Mientras se organiza el retorno a San Carlos de Río Negro, comienza a llover con ferocidad. Una auténtica tormenta amazónica. Los rayos caen sobre el imponente bosque. Regresaremos en las mismas precarias embarcaciones.

Logro evitar esa pesadilla pues apenas levantar vuelo el avión del Presidente, desde el nuevo aeródromo –una pista de 1.000 metros–, el piloto del helicóptero civil destinado a las filmaciones –allí viajan los reporteros a cargo de Freddy Muziotti, director de prensa de Miraflores– me dice que hay sitio para otro pasajero. Viajamos a baja altura hasta San Carlos de Río Negro debido a la tempestad que nos zarandea sin misericordia.

En San Carlos esperamos hasta pasadas las ocho de la noche, cuando comienzan a llegar las primeras lanchas con el resto de la comitiva: funcionarios decaídos, con arcadas, ensopados. Desembarcan en la cerrada oscuridad. La tormenta no amaina.

Alguien avisa: “No habrá avión hasta mañana”. La pista saturada de agua. Cada quien se las arregla como puede. Al amanecer se verá si hay condiciones para sacar el avión. A todos nos marca el fin de aquel evento celebrado la víspera del 19 de abril de 1971 en ese sitio remoto: una nueva pista para aviones en el confín de nuestra geografía; un gesto de reafirmación territorial cargado de precariedades.

V

Luis Herrera Campíns, en su condición de presidente de la República, regresó a la Piedra del Cocuy.
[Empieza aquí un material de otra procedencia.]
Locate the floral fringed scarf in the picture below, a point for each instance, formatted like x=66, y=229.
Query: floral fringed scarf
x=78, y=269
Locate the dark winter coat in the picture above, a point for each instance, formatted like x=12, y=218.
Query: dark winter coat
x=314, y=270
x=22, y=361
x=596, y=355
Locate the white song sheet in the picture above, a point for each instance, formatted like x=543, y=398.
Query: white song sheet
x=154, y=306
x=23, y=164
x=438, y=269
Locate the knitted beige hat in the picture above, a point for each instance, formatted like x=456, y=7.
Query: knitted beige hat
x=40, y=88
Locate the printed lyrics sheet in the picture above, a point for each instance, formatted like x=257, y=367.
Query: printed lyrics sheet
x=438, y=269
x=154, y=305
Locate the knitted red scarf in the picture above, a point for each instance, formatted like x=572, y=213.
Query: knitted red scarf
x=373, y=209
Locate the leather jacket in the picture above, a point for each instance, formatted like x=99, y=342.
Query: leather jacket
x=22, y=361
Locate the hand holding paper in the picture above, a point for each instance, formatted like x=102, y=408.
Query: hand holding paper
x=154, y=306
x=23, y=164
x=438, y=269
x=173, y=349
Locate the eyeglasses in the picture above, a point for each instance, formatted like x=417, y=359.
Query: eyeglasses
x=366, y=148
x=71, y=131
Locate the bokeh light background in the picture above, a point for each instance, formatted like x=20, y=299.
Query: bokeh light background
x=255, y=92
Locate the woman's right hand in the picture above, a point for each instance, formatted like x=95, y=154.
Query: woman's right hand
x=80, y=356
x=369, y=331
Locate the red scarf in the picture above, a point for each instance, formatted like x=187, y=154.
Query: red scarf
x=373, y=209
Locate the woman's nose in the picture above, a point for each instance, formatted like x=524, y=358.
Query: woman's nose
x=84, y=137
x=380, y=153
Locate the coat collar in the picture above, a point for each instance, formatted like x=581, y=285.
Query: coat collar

La Casa Militar y los comandantes de las cuatro fuerzas dispusieron lo pertinente para atender la orden presidencial con la particularidad de que el viaje sólo pudo realizarse por vía aérea, empleando helicópteros, y sin ningún tipo de comodidades (aún no las hay).

En la década siguiente a la visita oficial del presidente Caldera en 1971, la pista que tanto esfuerzo y dinero significó menos de diez años antes había dejado de ser apta para el aterrizaje de aviones.

Uno de los testigos de aquella gira presidencial de Herrera Campíns, el general de división Maximiliano Hernández Vásquez, refiere que encontrándose el Presidente en San Simón de Cocuy se le presenta un oficial brasileño vestido impecablemente. Lo acompañaban otros dos militares, uno de ellos cargado con un poderoso equipo de transmisiones. El militar saluda a Luis Herrera y le da la bienvenida a la zona limítrofe, poniéndosele a la orden en caso de serle útil al gobernante de Venezuela.

Del otro lado de la margen venezolana del Río Negro, a unos siete kilómetros al sureste de la línea divisoria, hay un fuerte militar brasileño como no lo tenemos nosotros a lo largo de nuestros límites terrestres. Y es que los brasileños practican otro modelo de atención a sus fronteras internacionales.

Hace décadas que no he vuelto a saber de la Piedra del Cocuy.